Kubernetes

Jun. 5, 2022

Kubernetes (often shortened to “k8s”) is a software solution which relies on containers to facilitate scaling workloads across large networks.

K8s requires specific software to be running on every node of a network, and strives to maintain a given demand by automatically scaling to demand, and recovering from application issues (healing).
The goal is to tell the network what you want to run, and let it decide where and how (unless specific directions are given). Workloads can be automatically migrated whenever some nodes encounter issues or need maintenance, and workloads can also be scaled up or down with no need to focus on where precisely the changes occur. More machines can be added or removed from the network while the job continues to get done transparently.

Developer considerations

Applications might need to be developped with K8s in mind in order to truly leverage the scaling capabilities offered.
This might include being able to load files from distributed systems (say, a S3 bucket or a remote DB instead of the local filesystem) and handling chunks rather than the whole (often leveraging messaging and queueing systems to decide what subset of the data needs to be processed). Applications also need to run inside containers, so being familiar with something like Docker really helps, especially to be comfortable separating the app into containers that are robust on their own and not dependent on each others.

See the Kubernetes blog for design considerations, as well as DigitalOcean’s article about Architecting apps for Kubernetes and RedHat’s top Design Patterns for this use case.

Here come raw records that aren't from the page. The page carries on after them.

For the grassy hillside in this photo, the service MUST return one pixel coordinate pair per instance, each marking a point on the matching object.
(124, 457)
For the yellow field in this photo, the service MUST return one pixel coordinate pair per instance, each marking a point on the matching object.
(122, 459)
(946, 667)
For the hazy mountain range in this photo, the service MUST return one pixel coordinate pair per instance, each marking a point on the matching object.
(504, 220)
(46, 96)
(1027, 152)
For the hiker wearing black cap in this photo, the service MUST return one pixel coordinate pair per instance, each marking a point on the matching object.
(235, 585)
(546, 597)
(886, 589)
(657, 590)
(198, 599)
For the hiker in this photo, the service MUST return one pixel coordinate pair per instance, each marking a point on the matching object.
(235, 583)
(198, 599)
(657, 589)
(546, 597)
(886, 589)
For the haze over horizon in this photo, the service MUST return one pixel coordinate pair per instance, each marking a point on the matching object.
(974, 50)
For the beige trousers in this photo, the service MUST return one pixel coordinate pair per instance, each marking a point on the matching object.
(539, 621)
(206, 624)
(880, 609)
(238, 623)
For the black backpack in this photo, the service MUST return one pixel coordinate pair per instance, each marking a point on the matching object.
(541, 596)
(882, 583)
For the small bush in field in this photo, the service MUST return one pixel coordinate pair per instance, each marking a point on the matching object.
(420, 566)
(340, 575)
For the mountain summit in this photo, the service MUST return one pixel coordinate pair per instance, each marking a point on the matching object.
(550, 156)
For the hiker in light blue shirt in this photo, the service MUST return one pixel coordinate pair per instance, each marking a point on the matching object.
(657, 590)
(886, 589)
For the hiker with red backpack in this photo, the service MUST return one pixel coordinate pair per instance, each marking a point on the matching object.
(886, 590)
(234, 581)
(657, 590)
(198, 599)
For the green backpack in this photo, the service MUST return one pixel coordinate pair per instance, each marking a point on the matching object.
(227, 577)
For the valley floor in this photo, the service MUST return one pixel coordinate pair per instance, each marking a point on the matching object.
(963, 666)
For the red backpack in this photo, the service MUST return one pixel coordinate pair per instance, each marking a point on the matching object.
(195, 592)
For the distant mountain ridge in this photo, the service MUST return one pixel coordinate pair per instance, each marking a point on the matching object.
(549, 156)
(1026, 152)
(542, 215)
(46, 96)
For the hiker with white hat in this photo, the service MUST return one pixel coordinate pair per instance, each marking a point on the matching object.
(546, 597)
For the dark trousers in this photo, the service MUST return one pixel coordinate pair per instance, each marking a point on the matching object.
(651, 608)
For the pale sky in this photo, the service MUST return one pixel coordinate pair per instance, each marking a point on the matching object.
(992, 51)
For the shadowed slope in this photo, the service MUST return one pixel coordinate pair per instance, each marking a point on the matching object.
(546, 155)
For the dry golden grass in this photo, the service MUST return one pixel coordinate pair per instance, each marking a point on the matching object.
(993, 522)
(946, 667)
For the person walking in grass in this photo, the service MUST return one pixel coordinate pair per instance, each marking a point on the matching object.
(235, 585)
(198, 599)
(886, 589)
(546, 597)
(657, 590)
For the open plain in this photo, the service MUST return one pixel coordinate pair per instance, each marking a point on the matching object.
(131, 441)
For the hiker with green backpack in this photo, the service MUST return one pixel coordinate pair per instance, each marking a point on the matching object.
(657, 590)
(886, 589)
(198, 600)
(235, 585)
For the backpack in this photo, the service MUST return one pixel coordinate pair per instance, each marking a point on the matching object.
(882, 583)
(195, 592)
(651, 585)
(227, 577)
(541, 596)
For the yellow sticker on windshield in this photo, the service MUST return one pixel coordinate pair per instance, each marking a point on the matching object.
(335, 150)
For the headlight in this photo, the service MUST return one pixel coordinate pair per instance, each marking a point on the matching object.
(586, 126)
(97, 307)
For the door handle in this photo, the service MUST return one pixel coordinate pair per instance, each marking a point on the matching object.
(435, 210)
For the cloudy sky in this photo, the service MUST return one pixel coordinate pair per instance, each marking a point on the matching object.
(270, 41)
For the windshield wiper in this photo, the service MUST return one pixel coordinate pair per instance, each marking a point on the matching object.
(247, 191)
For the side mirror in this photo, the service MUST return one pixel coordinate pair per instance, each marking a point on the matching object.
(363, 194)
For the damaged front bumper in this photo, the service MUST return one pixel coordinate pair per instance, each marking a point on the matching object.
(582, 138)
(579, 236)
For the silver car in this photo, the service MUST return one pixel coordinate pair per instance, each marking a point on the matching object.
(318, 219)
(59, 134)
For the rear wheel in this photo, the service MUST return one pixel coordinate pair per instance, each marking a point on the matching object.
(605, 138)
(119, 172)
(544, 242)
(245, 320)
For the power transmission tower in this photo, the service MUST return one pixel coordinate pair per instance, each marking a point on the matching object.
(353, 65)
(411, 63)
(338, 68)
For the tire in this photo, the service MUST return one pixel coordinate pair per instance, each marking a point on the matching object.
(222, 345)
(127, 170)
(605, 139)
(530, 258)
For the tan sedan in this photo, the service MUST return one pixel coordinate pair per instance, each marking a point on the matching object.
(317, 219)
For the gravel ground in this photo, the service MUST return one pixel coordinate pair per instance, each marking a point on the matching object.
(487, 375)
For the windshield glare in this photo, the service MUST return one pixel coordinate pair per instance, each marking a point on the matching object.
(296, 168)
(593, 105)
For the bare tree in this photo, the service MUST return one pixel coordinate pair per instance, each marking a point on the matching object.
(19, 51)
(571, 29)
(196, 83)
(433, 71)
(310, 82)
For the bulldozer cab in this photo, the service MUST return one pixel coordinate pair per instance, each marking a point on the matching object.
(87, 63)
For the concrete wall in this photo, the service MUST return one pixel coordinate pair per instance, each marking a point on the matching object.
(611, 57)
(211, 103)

If you are a developer and you want applications that scale, quite a bit of learning might be required. A certification to aim for in that case would be the CKAD (Certified Kubernetes Application Developer) which focuses on giving developers the necessary information to conceptualize Kubernetes networks as a tool to run applications at scale. I cannot recommend enough Mumshad’s courses and labs on Udemy towards that goal.

Components

Ref: K8s components

A network is comprised of one or more Master nodes (called the Control Plane), and any amount of Worker nodes.
Master nodes need to run a few different services to store the state of the network (encrypted) and decide on node and workload scheduling.
Worker nodes need to run software components which receive orders from master nodes, maintain proper networking with them, and interact with container runtimes to start/stop the apps.
All nodes which run workloads need a container runtime (a way to support running containers) such as Docker or LXC. When a node runs a workload, that workload is called a pod.
A node might run any amount of pods, depending on the size of the workload, allocations and limits, and the rest of the network.
How and where the workloads run into pods, and how pods are managed, is what Kubernetes is all about.

DevOps considerations

It is worth noting that k8s alone does not replace the need to maintain networks of nodes (often virtual machines, or VMs) at the most basic level (networking, OS, and maintenance or upgrade of Kubernetes’ software components). This is where managed solutions do a lot of the work for you (examples include Google’s Kubernetes Engine, DigitalOcean’s Kubernetes, Amazon’s EKS, Azure’s AKS).

In comparison, an in-house kubernetes requires managing master nodes carefully:

• an ETCD cluster runs across master nodes in order to retain key-value pairs that document the internal state of the Kubernetes network, and most often this cluster will have an entire encryption scheme around it (a certificate authority, SSL encryption, etc)
• a controller manager which continually monitors system state and produces the commands to bring it into conformity (runs as a Linux service which needs to be healthy)
• a scheduler decides where workloads run based on preferences and resources available (runs as a Linux service which needs to be healthy)
• an API server, which is primary interface with the network, as it interprets commands (from users or other nodes) and talks to other components (runs as a Linux service which needs to be healthy)

On top of that, worker nodes need to:

• ensure proper networking across nodes (i.e. they see each others) as well as a working kube-proxy component (typically relies in iptables to create a network between all nodes)
• have a kubelet application if running workloads (runs as a stand-alone app which also needs to be up-to-date, and handles on its node the management of workload requests and the management of containers)

All of the nodes also need to:

• have all kubernetes components that share the same version (k8s networks rely on all components matching pretty closely, and a dedicated article exists for details on version skewing)
• see each others properly in terms of networking (which might be easier said than done!)

All of this amounts to a lot of work, which is why managed solutions might offer you a certain freedom in guaranteeing things like networking, encryption, and services being up to date, so that you can then focus on simply dictating the rules of the network in terms of workload and resource allocation/limits.

Finally, the DevOps user needs to have a CLI app called kubectl which translates CLI commands into API requests (not strictly necessary, but you might get tired of making long curl calls when kubectl get nodes does the job for you). Most of the requests towards Kubernetes infrastructures will be in the form of kubectl inputs going forward.

(TBD: ASAP) I will dive further into the software components and Kubernetes’ usage.
If you want to properly learn a LOT, I strongly recommend you attempt to pass the CKA (Certified Kubernetes Administrator), which is extremely well covered in this Udemy course and labs by Mumshad here. That’s how I got certified myself.